If the government helped, the official asked, would Quidel make tests to detect coronavirus infections?

Mr. Bryant decided to go for it, even though some experts at the time were predicting the United States would quickly tame any outbreak.

The gamble has paid off. Quidel, a San Diego-based maker of diagnostic tests, developed a swab-based coronavirus test that produced results from an analyzer in 15 minutes. It sold 1.2 million of them for less than $20 apiece to the federal government for use at nursing homes. A grant from the National Institutes of Health is enabling Quidel to expand its production by about 140 million tests a year, company officials said.

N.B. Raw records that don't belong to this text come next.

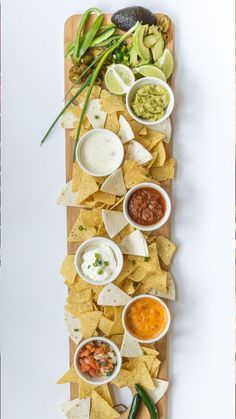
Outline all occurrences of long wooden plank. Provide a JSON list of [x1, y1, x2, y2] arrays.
[[64, 14, 173, 419]]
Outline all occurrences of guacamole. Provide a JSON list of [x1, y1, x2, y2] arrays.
[[131, 84, 170, 121]]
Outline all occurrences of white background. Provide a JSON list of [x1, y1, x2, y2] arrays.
[[1, 0, 234, 419]]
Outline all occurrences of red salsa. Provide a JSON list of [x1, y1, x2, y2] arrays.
[[128, 188, 166, 226]]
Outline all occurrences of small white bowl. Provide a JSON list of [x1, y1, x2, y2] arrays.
[[126, 77, 175, 125], [74, 336, 122, 385], [123, 182, 171, 231], [122, 294, 171, 343], [76, 128, 124, 177], [75, 237, 123, 285]]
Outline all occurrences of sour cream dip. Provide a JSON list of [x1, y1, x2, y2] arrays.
[[81, 243, 117, 282], [76, 128, 124, 176]]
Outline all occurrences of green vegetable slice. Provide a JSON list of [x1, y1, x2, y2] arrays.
[[135, 384, 159, 419]]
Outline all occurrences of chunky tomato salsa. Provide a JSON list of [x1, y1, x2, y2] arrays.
[[128, 188, 166, 226], [125, 297, 167, 340]]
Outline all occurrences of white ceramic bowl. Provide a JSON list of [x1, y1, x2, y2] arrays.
[[126, 77, 175, 125], [123, 182, 171, 231], [75, 237, 123, 285], [76, 128, 124, 177], [74, 336, 122, 385], [122, 294, 171, 343]]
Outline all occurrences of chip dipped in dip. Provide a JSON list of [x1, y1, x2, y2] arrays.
[[123, 295, 170, 342], [81, 243, 116, 282]]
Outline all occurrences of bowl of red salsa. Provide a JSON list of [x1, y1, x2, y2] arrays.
[[123, 182, 171, 231]]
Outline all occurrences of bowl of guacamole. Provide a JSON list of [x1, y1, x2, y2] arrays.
[[126, 77, 174, 125]]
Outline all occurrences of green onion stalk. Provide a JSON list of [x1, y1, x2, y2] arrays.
[[73, 22, 139, 161], [73, 7, 102, 63]]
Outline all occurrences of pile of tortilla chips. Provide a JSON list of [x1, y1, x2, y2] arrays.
[[58, 86, 176, 419]]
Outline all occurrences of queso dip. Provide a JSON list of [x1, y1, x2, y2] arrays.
[[78, 129, 124, 176], [125, 297, 168, 340]]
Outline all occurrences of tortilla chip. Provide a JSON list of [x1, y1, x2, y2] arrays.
[[61, 399, 90, 419], [113, 257, 136, 286], [78, 379, 98, 399], [118, 115, 134, 144], [112, 362, 155, 390], [125, 140, 152, 164], [80, 208, 102, 227], [57, 365, 80, 384], [100, 90, 125, 113], [67, 288, 92, 304], [129, 119, 143, 134], [129, 266, 147, 282], [102, 210, 128, 239], [119, 230, 148, 256], [57, 180, 79, 207], [98, 316, 113, 336], [152, 118, 172, 143], [96, 384, 114, 407], [60, 255, 77, 285], [98, 283, 131, 307], [79, 311, 102, 339], [152, 141, 166, 167], [65, 300, 93, 317], [68, 215, 96, 242], [150, 159, 176, 182], [110, 334, 124, 349], [72, 162, 98, 204], [94, 191, 116, 205], [90, 390, 120, 419], [148, 272, 175, 301], [110, 307, 124, 335], [104, 112, 120, 134], [135, 269, 167, 295], [101, 169, 126, 196], [64, 311, 83, 345], [156, 236, 177, 265], [120, 333, 143, 358], [122, 278, 134, 295], [147, 378, 169, 404]]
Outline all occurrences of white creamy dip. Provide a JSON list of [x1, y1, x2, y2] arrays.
[[81, 244, 117, 282], [79, 129, 124, 176]]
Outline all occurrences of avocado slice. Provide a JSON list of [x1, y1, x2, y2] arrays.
[[151, 30, 165, 63], [133, 24, 151, 63]]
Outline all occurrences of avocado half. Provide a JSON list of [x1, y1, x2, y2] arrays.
[[111, 6, 157, 31]]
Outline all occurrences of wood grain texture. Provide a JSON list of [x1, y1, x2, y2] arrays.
[[64, 14, 174, 419]]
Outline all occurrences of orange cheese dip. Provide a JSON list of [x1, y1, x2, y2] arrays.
[[125, 297, 168, 340]]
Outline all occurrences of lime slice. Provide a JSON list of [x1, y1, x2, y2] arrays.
[[105, 64, 135, 95], [134, 64, 166, 81], [156, 48, 174, 79]]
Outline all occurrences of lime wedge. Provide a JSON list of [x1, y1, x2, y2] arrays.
[[134, 64, 166, 81], [105, 64, 135, 95], [156, 48, 174, 79]]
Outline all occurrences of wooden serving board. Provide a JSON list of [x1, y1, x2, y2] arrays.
[[64, 14, 174, 419]]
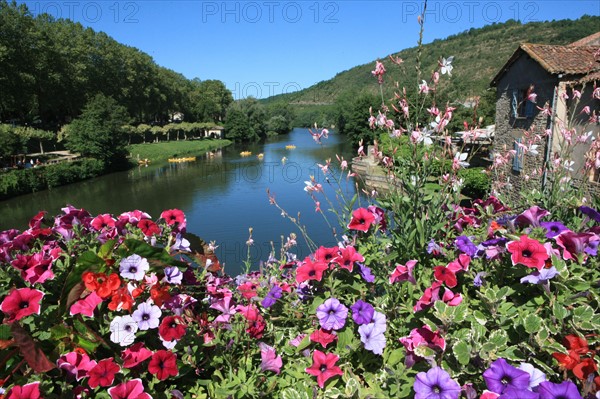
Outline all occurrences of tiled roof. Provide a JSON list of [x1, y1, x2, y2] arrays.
[[569, 32, 600, 46], [491, 32, 600, 86], [520, 43, 600, 75]]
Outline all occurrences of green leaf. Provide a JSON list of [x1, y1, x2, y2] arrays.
[[344, 377, 360, 398], [452, 341, 471, 366], [523, 314, 542, 334], [552, 302, 569, 320], [281, 387, 309, 399]]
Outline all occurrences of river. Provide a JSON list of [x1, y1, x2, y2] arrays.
[[0, 128, 355, 275]]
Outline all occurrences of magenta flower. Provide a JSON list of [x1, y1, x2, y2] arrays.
[[306, 350, 344, 388], [555, 230, 599, 260], [483, 358, 529, 394], [0, 288, 44, 322], [108, 378, 152, 399], [56, 352, 97, 381], [540, 222, 569, 238], [413, 367, 461, 399], [350, 299, 375, 324], [390, 260, 417, 284], [317, 298, 348, 330], [258, 342, 282, 374], [538, 381, 581, 399]]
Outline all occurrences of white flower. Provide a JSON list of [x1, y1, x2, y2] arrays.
[[132, 302, 162, 330], [441, 56, 454, 76], [119, 254, 150, 281], [110, 316, 138, 346]]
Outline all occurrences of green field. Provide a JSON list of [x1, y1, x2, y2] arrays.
[[127, 139, 231, 162]]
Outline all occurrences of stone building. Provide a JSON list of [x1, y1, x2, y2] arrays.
[[491, 32, 600, 199]]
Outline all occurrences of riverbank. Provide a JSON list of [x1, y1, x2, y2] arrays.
[[0, 140, 232, 201], [127, 139, 232, 162]]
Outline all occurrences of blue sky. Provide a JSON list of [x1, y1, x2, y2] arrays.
[[21, 0, 600, 99]]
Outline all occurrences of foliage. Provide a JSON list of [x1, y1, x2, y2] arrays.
[[265, 16, 600, 131], [0, 159, 105, 199], [458, 168, 492, 198], [127, 139, 231, 161], [66, 94, 129, 167], [0, 0, 232, 127]]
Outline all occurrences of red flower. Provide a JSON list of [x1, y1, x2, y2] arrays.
[[160, 209, 185, 226], [138, 219, 160, 237], [158, 316, 185, 341], [563, 334, 589, 355], [108, 378, 152, 399], [433, 266, 457, 288], [506, 235, 549, 270], [573, 357, 598, 381], [348, 208, 375, 233], [310, 328, 337, 348], [108, 287, 133, 311], [88, 357, 121, 388], [0, 288, 44, 322], [6, 382, 42, 399], [552, 351, 579, 370], [148, 350, 179, 381], [238, 281, 258, 299], [306, 350, 344, 388], [121, 342, 152, 369], [296, 257, 329, 283], [333, 246, 365, 272], [315, 247, 340, 263]]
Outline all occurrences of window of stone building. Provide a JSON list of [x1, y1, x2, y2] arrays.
[[512, 85, 535, 118]]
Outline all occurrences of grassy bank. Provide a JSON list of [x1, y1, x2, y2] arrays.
[[127, 140, 232, 162]]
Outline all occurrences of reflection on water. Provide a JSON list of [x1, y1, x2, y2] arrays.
[[0, 129, 354, 274]]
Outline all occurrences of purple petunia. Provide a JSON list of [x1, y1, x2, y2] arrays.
[[521, 266, 558, 284], [577, 206, 600, 223], [413, 367, 461, 399], [538, 381, 581, 399], [350, 299, 375, 324], [317, 298, 348, 330], [163, 266, 183, 284], [260, 285, 283, 308], [540, 222, 569, 238], [455, 236, 478, 257], [356, 262, 375, 283], [483, 358, 529, 394], [358, 323, 385, 355]]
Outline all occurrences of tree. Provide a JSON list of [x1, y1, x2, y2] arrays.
[[67, 94, 129, 168]]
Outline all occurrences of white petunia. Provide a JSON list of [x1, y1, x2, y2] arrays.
[[110, 316, 138, 346]]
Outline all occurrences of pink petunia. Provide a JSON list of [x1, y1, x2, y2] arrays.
[[70, 291, 102, 317]]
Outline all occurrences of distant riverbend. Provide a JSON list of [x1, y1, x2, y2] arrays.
[[0, 128, 355, 275]]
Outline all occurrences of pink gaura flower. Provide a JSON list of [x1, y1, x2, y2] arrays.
[[348, 208, 375, 233], [306, 349, 344, 388], [390, 260, 417, 284], [108, 378, 152, 399], [506, 235, 549, 270], [0, 288, 44, 323]]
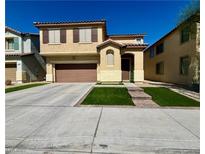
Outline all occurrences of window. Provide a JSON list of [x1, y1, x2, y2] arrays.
[[149, 48, 154, 58], [156, 62, 164, 74], [79, 28, 91, 42], [181, 27, 189, 43], [180, 56, 189, 75], [5, 38, 14, 50], [156, 43, 164, 55], [106, 50, 114, 65], [49, 29, 60, 43], [136, 38, 143, 44]]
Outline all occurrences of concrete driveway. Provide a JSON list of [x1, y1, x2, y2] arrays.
[[6, 84, 200, 154], [6, 83, 94, 107]]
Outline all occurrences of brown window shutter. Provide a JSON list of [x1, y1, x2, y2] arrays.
[[43, 29, 49, 44], [92, 28, 98, 42], [73, 28, 79, 43], [60, 29, 66, 43]]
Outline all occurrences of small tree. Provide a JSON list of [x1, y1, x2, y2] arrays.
[[178, 1, 200, 85]]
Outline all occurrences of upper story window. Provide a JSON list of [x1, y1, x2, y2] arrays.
[[6, 38, 14, 50], [106, 50, 114, 65], [149, 48, 154, 58], [136, 38, 144, 44], [43, 29, 66, 44], [79, 28, 91, 42], [156, 43, 164, 55], [156, 62, 164, 75], [5, 37, 19, 50], [73, 27, 98, 43], [49, 29, 60, 43], [181, 27, 189, 43], [180, 56, 189, 75]]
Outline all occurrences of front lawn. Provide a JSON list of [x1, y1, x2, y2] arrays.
[[143, 87, 200, 107], [5, 83, 48, 93], [82, 87, 134, 106]]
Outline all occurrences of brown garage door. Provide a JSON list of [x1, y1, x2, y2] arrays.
[[55, 64, 97, 82], [5, 64, 16, 82]]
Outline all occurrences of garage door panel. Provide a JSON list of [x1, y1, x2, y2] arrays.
[[55, 64, 97, 82], [5, 64, 16, 82]]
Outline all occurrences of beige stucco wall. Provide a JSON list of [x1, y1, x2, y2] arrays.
[[123, 49, 144, 82], [40, 27, 104, 55], [46, 54, 100, 82], [144, 25, 196, 84], [109, 38, 137, 43], [99, 45, 122, 82]]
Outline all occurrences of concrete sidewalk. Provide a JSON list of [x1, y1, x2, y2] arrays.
[[6, 106, 200, 154]]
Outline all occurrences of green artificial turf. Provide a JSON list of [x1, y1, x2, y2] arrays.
[[5, 83, 48, 93], [143, 87, 200, 107], [82, 87, 134, 106]]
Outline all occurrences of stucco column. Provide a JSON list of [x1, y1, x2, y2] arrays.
[[46, 63, 54, 82], [134, 51, 144, 82], [16, 60, 26, 83]]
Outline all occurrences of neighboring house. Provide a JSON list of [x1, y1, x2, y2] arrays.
[[5, 27, 45, 83], [34, 20, 147, 83], [144, 19, 200, 86]]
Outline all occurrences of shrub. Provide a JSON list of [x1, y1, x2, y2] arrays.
[[6, 80, 11, 85]]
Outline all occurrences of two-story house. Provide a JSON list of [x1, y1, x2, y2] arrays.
[[144, 17, 200, 86], [5, 27, 45, 83], [34, 20, 147, 83]]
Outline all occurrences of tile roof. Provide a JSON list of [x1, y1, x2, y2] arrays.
[[97, 38, 148, 48], [5, 52, 34, 57], [97, 39, 123, 48], [5, 26, 39, 36], [108, 34, 146, 38], [123, 43, 148, 48], [33, 19, 106, 27]]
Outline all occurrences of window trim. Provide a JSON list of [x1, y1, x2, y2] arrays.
[[48, 28, 61, 45], [5, 37, 15, 51], [149, 47, 155, 59], [180, 26, 190, 44], [179, 55, 190, 76], [106, 49, 115, 67], [155, 61, 164, 75], [78, 27, 93, 44], [155, 42, 164, 55]]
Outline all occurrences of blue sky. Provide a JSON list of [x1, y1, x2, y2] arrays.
[[6, 0, 194, 44]]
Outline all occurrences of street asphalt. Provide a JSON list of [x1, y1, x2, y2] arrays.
[[6, 83, 200, 154]]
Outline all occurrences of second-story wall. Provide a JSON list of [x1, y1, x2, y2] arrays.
[[144, 23, 197, 85], [5, 31, 23, 53], [108, 37, 144, 44], [40, 27, 104, 54]]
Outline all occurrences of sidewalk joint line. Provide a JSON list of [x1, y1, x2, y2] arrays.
[[91, 107, 103, 153]]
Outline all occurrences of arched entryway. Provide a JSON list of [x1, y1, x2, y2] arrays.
[[121, 54, 134, 82]]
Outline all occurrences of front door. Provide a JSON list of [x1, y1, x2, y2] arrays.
[[121, 59, 130, 81]]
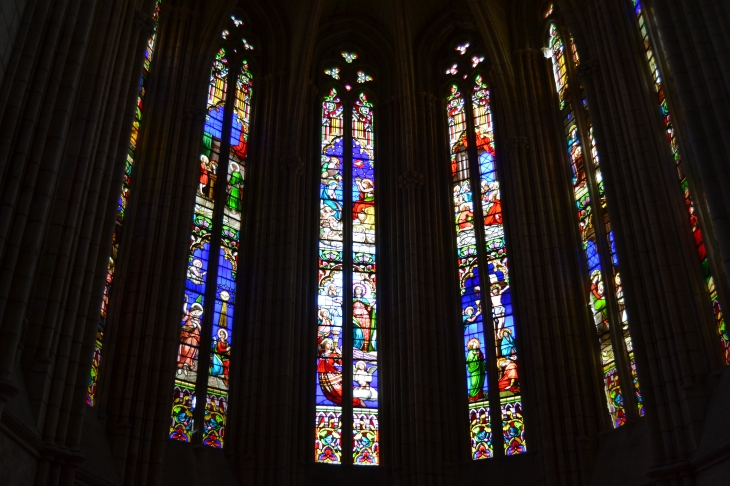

With the pandemic still raging as fall approaches, the government’s efforts to support development and deployment of a variety of testing methods are a rare if belated bright spot amid widespread failures to contain the virus.

In the latest round of government backing, the N.I.H. said on Wednesday that it was providing nine more companies with $123.3 million from a $2.5 billion pot of money allocated last spring by the stimulus bill to support testing. That will bring the total amount disbursed so far by the N.I.H. to $372 million across 16 companies.

The goal is to support production of a broad spectrum of tests, making them more widely available and perhaps ultimately as easy to use as a home pregnancy test. Tests must show that they meet the Food and Drug Administration’s standards for safety and accuracy before they can be sold. ...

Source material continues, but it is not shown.